Testimony regarding the President’s Commission on Science and Technology proposal for healthcare data management

Dr. Michael Stearns Testimony regarding the President’s Council of Advisors on Science and Technology’s Proposed Healthcare Data Model


February 15, 2011



Dear Dr. Blumenthal and members of the HIT Policy Committee and HIT Standards Committee PCAST Workgroup,


On behalf of the HIMSS Electronic Health Record Association (EHRA), we deeply appreciate being given an opportunity to testify before the PCAST Workgroup  on the December 2010 report from the President’s Council of Advisors on Science and Technology (PCAST), “Realizing the Full Potential of Health Information Technology to Improve Healthcare for Americans: The Path Forward.”

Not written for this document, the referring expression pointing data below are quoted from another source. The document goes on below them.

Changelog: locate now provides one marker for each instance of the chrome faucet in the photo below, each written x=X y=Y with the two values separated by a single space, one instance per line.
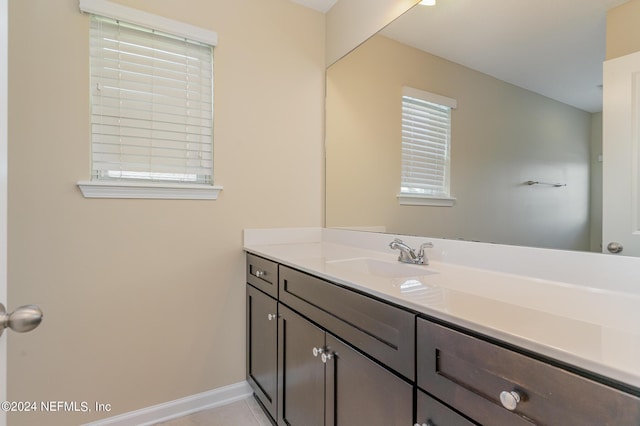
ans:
x=409 y=255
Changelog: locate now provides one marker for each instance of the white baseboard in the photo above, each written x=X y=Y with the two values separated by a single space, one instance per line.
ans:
x=179 y=407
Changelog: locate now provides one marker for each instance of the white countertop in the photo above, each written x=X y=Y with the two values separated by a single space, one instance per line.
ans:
x=593 y=328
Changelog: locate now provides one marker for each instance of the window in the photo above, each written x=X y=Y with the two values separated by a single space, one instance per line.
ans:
x=151 y=90
x=426 y=140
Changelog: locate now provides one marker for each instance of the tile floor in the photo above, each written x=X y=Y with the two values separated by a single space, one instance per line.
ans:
x=246 y=412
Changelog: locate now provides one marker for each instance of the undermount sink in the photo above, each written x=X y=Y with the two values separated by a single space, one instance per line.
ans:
x=382 y=268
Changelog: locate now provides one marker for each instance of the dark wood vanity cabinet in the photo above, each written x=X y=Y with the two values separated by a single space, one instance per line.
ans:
x=336 y=356
x=300 y=367
x=498 y=386
x=262 y=347
x=323 y=381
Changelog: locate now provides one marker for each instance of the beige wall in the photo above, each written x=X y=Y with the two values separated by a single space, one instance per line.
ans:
x=502 y=137
x=623 y=31
x=144 y=299
x=348 y=25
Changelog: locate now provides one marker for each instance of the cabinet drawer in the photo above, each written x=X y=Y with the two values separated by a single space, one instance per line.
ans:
x=470 y=374
x=431 y=412
x=262 y=274
x=382 y=331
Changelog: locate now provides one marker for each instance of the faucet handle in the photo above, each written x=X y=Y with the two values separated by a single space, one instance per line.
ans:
x=421 y=255
x=428 y=244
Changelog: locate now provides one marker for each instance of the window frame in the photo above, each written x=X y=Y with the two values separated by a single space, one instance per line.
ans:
x=132 y=188
x=425 y=199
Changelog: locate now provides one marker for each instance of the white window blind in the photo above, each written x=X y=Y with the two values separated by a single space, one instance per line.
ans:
x=426 y=137
x=151 y=105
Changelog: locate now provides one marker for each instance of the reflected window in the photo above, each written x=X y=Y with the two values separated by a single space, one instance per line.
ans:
x=426 y=144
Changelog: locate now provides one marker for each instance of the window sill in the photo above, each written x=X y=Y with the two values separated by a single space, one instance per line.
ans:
x=425 y=200
x=104 y=189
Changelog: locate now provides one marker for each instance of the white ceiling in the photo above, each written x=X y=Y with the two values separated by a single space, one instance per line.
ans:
x=552 y=47
x=320 y=5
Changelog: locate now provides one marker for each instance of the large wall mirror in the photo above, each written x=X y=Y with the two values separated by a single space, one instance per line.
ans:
x=505 y=134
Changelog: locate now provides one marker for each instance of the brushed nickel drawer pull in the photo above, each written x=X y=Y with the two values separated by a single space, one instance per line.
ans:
x=511 y=399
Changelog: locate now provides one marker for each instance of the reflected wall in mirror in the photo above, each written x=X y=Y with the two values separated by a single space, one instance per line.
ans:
x=502 y=137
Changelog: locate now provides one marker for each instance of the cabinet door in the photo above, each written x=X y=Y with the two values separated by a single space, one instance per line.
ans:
x=301 y=374
x=361 y=392
x=431 y=412
x=262 y=347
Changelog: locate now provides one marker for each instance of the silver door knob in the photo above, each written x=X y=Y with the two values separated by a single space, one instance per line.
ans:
x=326 y=356
x=510 y=400
x=614 y=247
x=23 y=319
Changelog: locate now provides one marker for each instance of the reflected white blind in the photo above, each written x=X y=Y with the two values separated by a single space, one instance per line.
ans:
x=151 y=104
x=426 y=132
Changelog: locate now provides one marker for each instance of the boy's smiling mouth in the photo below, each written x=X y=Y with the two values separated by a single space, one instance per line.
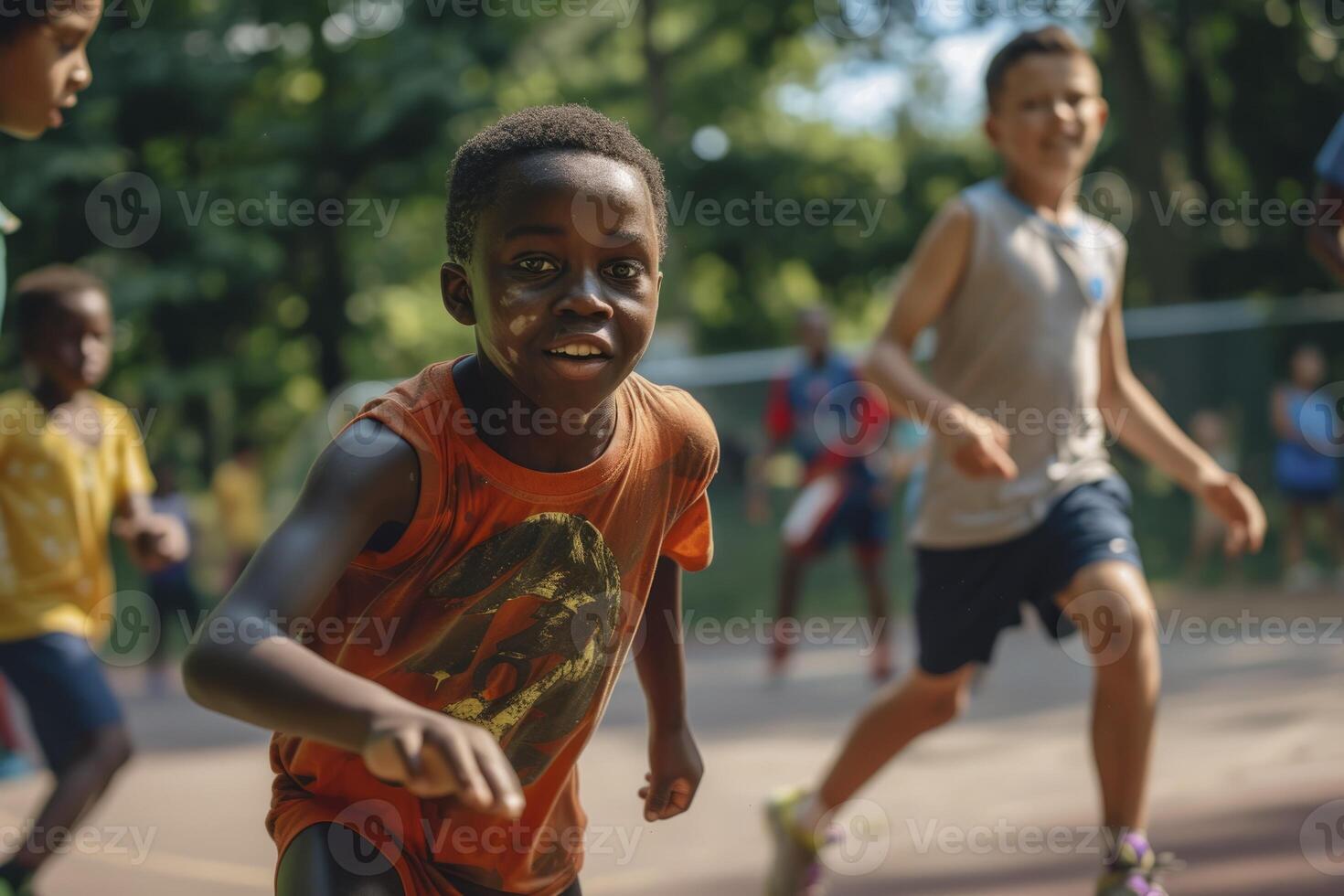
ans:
x=580 y=357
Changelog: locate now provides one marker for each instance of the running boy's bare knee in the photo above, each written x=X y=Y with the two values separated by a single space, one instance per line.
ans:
x=938 y=699
x=109 y=749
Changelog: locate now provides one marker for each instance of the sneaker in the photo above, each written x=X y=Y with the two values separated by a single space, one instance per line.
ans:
x=14 y=766
x=1135 y=869
x=795 y=869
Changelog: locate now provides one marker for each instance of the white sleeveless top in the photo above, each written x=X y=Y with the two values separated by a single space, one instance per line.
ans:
x=1019 y=341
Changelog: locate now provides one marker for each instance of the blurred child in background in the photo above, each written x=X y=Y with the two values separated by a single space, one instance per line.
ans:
x=171 y=589
x=43 y=66
x=1307 y=477
x=73 y=470
x=843 y=497
x=240 y=495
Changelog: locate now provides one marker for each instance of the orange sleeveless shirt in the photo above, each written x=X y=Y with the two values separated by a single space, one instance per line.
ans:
x=511 y=602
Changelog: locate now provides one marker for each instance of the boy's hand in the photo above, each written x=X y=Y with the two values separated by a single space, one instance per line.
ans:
x=1237 y=506
x=436 y=755
x=155 y=541
x=675 y=774
x=978 y=445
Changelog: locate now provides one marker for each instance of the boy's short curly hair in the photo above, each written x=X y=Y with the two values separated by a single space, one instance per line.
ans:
x=1049 y=40
x=474 y=176
x=16 y=16
x=37 y=293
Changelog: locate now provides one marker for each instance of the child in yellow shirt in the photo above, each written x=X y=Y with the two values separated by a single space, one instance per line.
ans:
x=73 y=470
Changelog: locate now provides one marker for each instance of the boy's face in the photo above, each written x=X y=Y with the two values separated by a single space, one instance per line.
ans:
x=1308 y=367
x=71 y=346
x=560 y=306
x=1049 y=116
x=45 y=66
x=815 y=332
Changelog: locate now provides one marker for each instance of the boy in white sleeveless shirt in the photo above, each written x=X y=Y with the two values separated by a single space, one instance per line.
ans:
x=1020 y=501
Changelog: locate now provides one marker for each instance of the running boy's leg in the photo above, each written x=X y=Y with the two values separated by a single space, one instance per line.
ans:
x=77 y=721
x=1110 y=603
x=335 y=860
x=918 y=703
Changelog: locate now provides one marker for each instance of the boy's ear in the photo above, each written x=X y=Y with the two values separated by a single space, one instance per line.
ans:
x=457 y=293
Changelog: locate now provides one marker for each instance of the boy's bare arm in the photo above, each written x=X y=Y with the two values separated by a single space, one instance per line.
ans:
x=1326 y=232
x=923 y=291
x=1144 y=427
x=368 y=478
x=675 y=766
x=155 y=540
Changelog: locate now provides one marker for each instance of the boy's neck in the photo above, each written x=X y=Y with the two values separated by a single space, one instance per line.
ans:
x=565 y=449
x=1050 y=197
x=53 y=395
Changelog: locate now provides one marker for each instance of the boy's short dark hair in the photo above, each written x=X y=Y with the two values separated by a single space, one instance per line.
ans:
x=17 y=16
x=1049 y=40
x=37 y=293
x=474 y=175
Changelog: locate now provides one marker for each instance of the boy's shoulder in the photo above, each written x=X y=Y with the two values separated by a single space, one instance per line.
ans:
x=674 y=414
x=19 y=400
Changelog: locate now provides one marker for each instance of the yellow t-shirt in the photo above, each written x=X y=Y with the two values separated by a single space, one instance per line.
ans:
x=238 y=492
x=57 y=501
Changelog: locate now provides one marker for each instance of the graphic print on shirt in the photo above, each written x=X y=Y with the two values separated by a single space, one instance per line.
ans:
x=549 y=670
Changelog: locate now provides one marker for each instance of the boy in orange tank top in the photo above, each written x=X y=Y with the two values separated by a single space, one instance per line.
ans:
x=434 y=630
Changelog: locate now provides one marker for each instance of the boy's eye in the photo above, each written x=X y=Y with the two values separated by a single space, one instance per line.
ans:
x=624 y=271
x=537 y=265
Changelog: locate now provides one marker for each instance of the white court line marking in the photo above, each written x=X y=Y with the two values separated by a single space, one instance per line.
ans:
x=174 y=865
x=214 y=870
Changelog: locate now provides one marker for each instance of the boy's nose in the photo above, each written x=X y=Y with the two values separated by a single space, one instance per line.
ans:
x=585 y=298
x=82 y=74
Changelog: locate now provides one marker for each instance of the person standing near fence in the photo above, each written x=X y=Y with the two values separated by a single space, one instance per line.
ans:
x=1308 y=478
x=73 y=472
x=43 y=68
x=843 y=497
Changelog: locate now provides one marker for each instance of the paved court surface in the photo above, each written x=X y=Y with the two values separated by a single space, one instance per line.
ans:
x=1250 y=758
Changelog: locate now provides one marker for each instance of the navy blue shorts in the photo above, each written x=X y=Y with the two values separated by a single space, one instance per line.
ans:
x=965 y=597
x=60 y=681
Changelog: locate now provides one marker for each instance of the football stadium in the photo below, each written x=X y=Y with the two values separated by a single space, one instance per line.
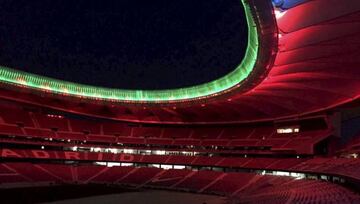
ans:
x=280 y=124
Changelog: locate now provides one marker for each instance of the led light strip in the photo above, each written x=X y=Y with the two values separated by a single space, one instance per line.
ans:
x=205 y=90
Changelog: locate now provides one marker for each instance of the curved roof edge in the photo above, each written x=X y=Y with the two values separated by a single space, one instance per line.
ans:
x=206 y=90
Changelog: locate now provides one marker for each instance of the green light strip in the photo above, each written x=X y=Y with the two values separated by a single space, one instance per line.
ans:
x=228 y=81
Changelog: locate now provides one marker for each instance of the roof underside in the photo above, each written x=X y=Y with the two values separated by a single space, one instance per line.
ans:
x=206 y=90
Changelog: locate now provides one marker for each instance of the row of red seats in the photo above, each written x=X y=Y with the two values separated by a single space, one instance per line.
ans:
x=16 y=116
x=336 y=166
x=302 y=145
x=244 y=186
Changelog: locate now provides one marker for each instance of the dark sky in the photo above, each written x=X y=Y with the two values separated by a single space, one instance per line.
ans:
x=134 y=44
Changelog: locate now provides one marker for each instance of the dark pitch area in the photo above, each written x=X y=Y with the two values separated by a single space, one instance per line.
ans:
x=132 y=44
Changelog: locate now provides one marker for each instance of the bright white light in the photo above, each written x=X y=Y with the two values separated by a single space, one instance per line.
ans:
x=160 y=152
x=279 y=14
x=166 y=166
x=111 y=164
x=101 y=163
x=128 y=151
x=179 y=167
x=127 y=164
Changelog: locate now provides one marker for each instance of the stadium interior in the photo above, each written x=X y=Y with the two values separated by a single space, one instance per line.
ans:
x=288 y=133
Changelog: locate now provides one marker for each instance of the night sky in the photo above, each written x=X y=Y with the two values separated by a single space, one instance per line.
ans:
x=132 y=44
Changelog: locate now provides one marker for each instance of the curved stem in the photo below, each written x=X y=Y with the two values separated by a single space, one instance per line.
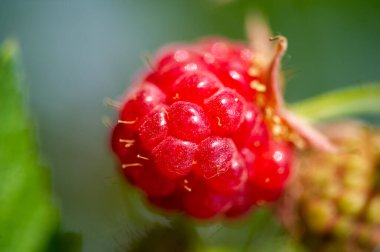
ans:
x=363 y=99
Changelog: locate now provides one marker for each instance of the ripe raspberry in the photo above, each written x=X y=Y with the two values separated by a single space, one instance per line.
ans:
x=192 y=136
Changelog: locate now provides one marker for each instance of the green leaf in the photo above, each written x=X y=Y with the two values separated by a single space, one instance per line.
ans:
x=27 y=215
x=357 y=100
x=257 y=232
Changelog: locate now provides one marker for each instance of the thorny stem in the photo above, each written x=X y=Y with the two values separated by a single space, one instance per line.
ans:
x=357 y=100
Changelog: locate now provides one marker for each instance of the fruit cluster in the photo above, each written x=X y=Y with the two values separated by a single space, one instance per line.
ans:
x=195 y=134
x=334 y=203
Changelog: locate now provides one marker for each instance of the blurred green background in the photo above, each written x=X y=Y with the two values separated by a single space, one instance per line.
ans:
x=76 y=53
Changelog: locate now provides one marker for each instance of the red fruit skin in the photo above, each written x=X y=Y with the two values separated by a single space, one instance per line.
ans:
x=226 y=111
x=154 y=128
x=253 y=130
x=144 y=100
x=231 y=181
x=188 y=122
x=242 y=203
x=174 y=157
x=195 y=87
x=191 y=137
x=200 y=202
x=137 y=166
x=214 y=156
x=121 y=138
x=272 y=165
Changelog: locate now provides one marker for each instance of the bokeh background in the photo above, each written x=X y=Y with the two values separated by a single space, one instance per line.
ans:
x=77 y=53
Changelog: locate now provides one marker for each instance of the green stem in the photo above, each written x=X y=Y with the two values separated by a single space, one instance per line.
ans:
x=363 y=99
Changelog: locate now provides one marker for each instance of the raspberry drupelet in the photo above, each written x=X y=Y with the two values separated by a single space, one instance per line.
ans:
x=195 y=135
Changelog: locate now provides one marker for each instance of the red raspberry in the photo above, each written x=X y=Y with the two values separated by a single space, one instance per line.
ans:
x=193 y=138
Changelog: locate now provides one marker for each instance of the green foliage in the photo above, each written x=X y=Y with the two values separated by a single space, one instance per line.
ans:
x=27 y=215
x=356 y=100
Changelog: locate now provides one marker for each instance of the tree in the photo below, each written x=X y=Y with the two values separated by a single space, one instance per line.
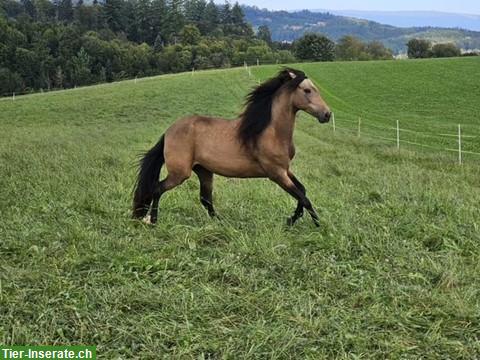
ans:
x=158 y=19
x=350 y=48
x=113 y=15
x=419 y=49
x=10 y=82
x=174 y=20
x=226 y=14
x=264 y=34
x=446 y=50
x=142 y=24
x=30 y=8
x=237 y=15
x=80 y=68
x=211 y=17
x=315 y=47
x=378 y=51
x=65 y=10
x=190 y=35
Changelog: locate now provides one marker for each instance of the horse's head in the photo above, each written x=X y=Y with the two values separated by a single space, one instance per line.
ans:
x=306 y=97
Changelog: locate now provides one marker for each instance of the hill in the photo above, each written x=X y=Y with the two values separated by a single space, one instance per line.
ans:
x=415 y=18
x=393 y=272
x=288 y=26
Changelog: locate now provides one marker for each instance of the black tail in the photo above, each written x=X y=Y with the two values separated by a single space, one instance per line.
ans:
x=148 y=176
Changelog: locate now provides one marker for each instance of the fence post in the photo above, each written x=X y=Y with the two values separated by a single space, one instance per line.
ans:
x=398 y=135
x=459 y=144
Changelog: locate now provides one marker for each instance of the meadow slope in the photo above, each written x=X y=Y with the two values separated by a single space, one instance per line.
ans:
x=392 y=272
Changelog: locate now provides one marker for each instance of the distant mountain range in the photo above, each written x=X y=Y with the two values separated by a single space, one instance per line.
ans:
x=414 y=18
x=288 y=26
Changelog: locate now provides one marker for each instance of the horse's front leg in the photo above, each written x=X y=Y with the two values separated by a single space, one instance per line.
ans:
x=299 y=210
x=282 y=178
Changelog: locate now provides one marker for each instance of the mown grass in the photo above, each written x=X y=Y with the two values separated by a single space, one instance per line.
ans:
x=392 y=273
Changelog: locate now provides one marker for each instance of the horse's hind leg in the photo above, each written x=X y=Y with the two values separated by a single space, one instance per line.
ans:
x=172 y=180
x=206 y=188
x=287 y=184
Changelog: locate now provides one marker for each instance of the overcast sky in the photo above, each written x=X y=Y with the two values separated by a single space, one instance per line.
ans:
x=459 y=6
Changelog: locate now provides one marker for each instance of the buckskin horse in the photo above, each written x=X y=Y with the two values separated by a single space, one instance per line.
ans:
x=259 y=144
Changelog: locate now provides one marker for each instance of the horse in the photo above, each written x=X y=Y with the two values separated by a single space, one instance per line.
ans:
x=259 y=144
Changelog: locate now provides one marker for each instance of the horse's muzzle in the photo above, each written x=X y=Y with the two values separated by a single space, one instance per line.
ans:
x=325 y=117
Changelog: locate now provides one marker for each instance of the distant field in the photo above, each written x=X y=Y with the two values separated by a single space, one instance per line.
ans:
x=392 y=273
x=429 y=98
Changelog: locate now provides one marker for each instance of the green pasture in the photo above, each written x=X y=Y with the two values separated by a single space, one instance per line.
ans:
x=392 y=273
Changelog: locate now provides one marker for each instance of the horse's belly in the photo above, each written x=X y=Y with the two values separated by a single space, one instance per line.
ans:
x=230 y=165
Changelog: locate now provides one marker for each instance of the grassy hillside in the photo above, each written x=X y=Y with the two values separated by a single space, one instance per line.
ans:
x=393 y=271
x=288 y=26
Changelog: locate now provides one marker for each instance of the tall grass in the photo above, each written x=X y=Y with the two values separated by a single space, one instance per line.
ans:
x=392 y=273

The EHRA previously submitted detailed written commentary on the PCAST Report to the Office of the National Coordinator for Heath Information Technology. This document has been provided to the PCAST Workgroup to supplement this written testimony.  It was drafted in response to a series of ONC questions about the PCAST Report and contains additional information.  This written testimony has significant overlap with this document, but was created in response to the questions we were asked to address by the PCAST Workgroup.




We appreciate PCAST’s recognition of the importance of healthcare data, and the essential requirements to share that data across time and locations for individuals and populations. We agree with PCAST that the exchange of healthcare data should be at a more robust level in future stages of meaningful use (MU) compared to Stage 1 criteria and the current proposals for Stage 2.  However, we have some significant reservations regarding some of the proposals within this document.  We will detail these through our responses to the questions provided by the PCAST Workgroup for this session.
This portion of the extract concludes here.